Düşük bütçeli, festival gezgini, eş-dost-fon destekli ilk filmler böyle giderse kendi içlerinde “yabancılar için yapılmış Türk filmleri” diye bir alt tür yaratabilir. Kültür Bakanlığı, Köprüde Buluşmalar ve Başka Sinema destekli Toz Bezi bu furyanın yeni halkası. Öyle ki, başarılı internet sitesi toz-bezi.com bile tamamen İngilizce. Peki, nedir bu yabancı gözlere yerli film hazırlamak? Öncelikle Türkiye’de yaşayan insanların kanıksadığı fakat bu coğrafyayı bilmeyenlerin ilgisini çekecek bir konu bulunur. Toz Bezi örneğinde bu, evlere temizliğe giden, sigortasız çalışan gündelikçi kadınlar. Sonra ilk yarım saat hikaye anlatmak yerine yerel motifler sıralanır. Örneğin bu filmin yaptığı gibi ip ağda, Türk sofra adabı, yemekten sonra hemen içilen çay, düğünde altın takma adeti ve motivasyonu (düğün sahnesi de olmazsa olmaz), dedikodu, akraba evliliği, Türk kahvesi ve fal seyirciye gerekli gereksiz boca edilir. Sonra da yavaş yavaş dramatik yapı kurulup mümkünse Kürdistan acılarıyla tatlandırılır. (Toz Bezi’nin içinde “Kürt” geçen her cümlesi yapıştırma, ana öyküyle alakasız ve sakil.)
Nesrin, kocası Cafer ve küçük kızı Asmin ile köyünü bırakıp İstanbul’a gelmiş ilkokul mezunu bir kadın. Yaşanan bir tartışmanın ardından eşi Cefo tarafından terk ediliyor ve evlere temizliğe giderek hayat telaşına düşüyor. Filmden bir replik alıntılayacak olursak; “bu iş üç gün var beş gün yok” yani düzenli bir geliri ve sigortası yok. Neyse ki üst kat komşusu, ablası gibi gördüğü Hatun var. O da gündelikçi ve o da kocası Şero’dan dertli ama ne yaparsın, Türkiye’de kadının durumu bu. Çatı olarak her şey iyi güzel ancak sorun kiloyla alınmış gibi duran bu yerli motiflerin hikayeye yedirilememesi, vitrine dizer gibi sıralanmış olması. İlk filmini çeken Ahu Öztürk’ün neden sallandığı belli olmayan (gerçekçilik?) sallantılı kamerası, rastgele duran çerçeveleri ve görüntü yönetmeninin silikliği de eklenince “dileği gerçekleşsin diye kiliseye gidip besmeleyle dua eden Müslüman karakter” gibi buluşlar fıkra gücünden öteye geçememiş.

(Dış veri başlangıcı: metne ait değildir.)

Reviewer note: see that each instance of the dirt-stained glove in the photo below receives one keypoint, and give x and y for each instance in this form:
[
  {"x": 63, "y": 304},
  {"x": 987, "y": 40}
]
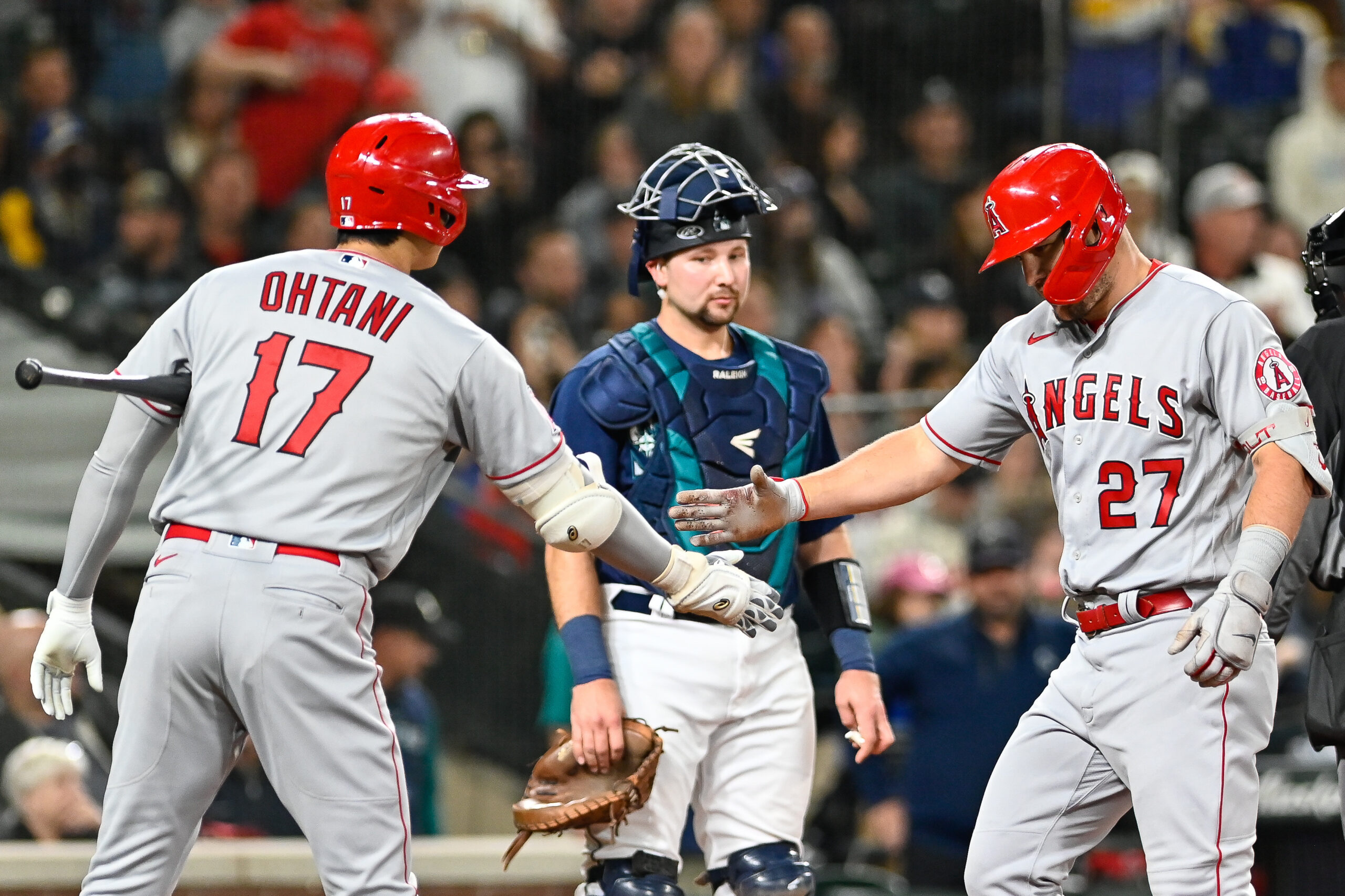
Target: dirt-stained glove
[
  {"x": 66, "y": 641},
  {"x": 563, "y": 794},
  {"x": 1230, "y": 624},
  {"x": 739, "y": 514},
  {"x": 712, "y": 586}
]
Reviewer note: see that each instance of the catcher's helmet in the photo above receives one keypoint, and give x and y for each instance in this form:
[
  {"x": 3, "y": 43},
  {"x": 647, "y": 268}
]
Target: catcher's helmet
[
  {"x": 1046, "y": 190},
  {"x": 689, "y": 197},
  {"x": 400, "y": 173},
  {"x": 1325, "y": 262}
]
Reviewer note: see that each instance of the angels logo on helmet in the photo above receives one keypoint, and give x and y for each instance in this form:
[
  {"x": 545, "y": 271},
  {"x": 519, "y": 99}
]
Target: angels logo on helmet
[{"x": 997, "y": 228}]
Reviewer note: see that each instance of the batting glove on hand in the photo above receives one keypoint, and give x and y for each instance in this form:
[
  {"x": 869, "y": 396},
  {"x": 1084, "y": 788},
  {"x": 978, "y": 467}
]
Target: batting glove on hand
[
  {"x": 1230, "y": 624},
  {"x": 739, "y": 514},
  {"x": 66, "y": 641},
  {"x": 719, "y": 590}
]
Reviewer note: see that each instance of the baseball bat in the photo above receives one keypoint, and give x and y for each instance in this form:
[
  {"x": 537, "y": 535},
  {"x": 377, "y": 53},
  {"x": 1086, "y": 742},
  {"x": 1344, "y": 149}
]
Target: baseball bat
[{"x": 170, "y": 389}]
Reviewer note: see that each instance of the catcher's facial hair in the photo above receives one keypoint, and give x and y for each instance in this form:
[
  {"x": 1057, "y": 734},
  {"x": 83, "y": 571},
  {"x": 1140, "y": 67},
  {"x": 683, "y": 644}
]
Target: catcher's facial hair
[{"x": 170, "y": 389}]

Bir başka kilit (çiğ) an ise “kötü de olsa kocası var” sahnesi. “Kör parmağım gözüne” deyişimizi hatırlatan bu bölüm, “diyaloğa başvurmadan göstererek anlatmak” meziyetinin bazen nasıl yanlış yorumlanabildiğini gözler önüne seriyor.
Oyunculara gelirsek (yerli sinemamızın en güçlü yanı); özellikle Asiye Dinçsoy muhteşem. İki dilli karakterini her ödüle layık bir doğallıkla sunup filmin tartışmasız yıldızı oluyor. Nazan Kesal için aynı şeyi söylemek güç, özellikle küfürler ağzına bir türlü oturmamış. Küçük kız da başarılı ama yine bu başarının oyuncu yönetiminden kaynaklanmadığını Mehmet Özgür’ün Abluka-Toz Bezi arasındaki performans farkından anlayabiliyoruz.
Filmin en büyük sorununu ise yönetmeni gibi sona sakladım: Bitememesi. Nesrin’in göründüğü son sahne kusursuz bir final ancak süre uzasın diye mi, anlatmaya doyulamadığı için mi bilinmez; on beş dakika daha kimsenin umurunda olmayan ve filmin söz konusu sahneyle yakaladığı zirve etkiyi paramparça eden yığınla sahne eklenmiş. Yazık. Nihayetinde Toz Bezi, Zerre kadar güçlü olmamakla beraber yeni bir Nefesim Kesilene Kadar vakası olmaya aday. “İlk elin günahı olmaz” mı desek?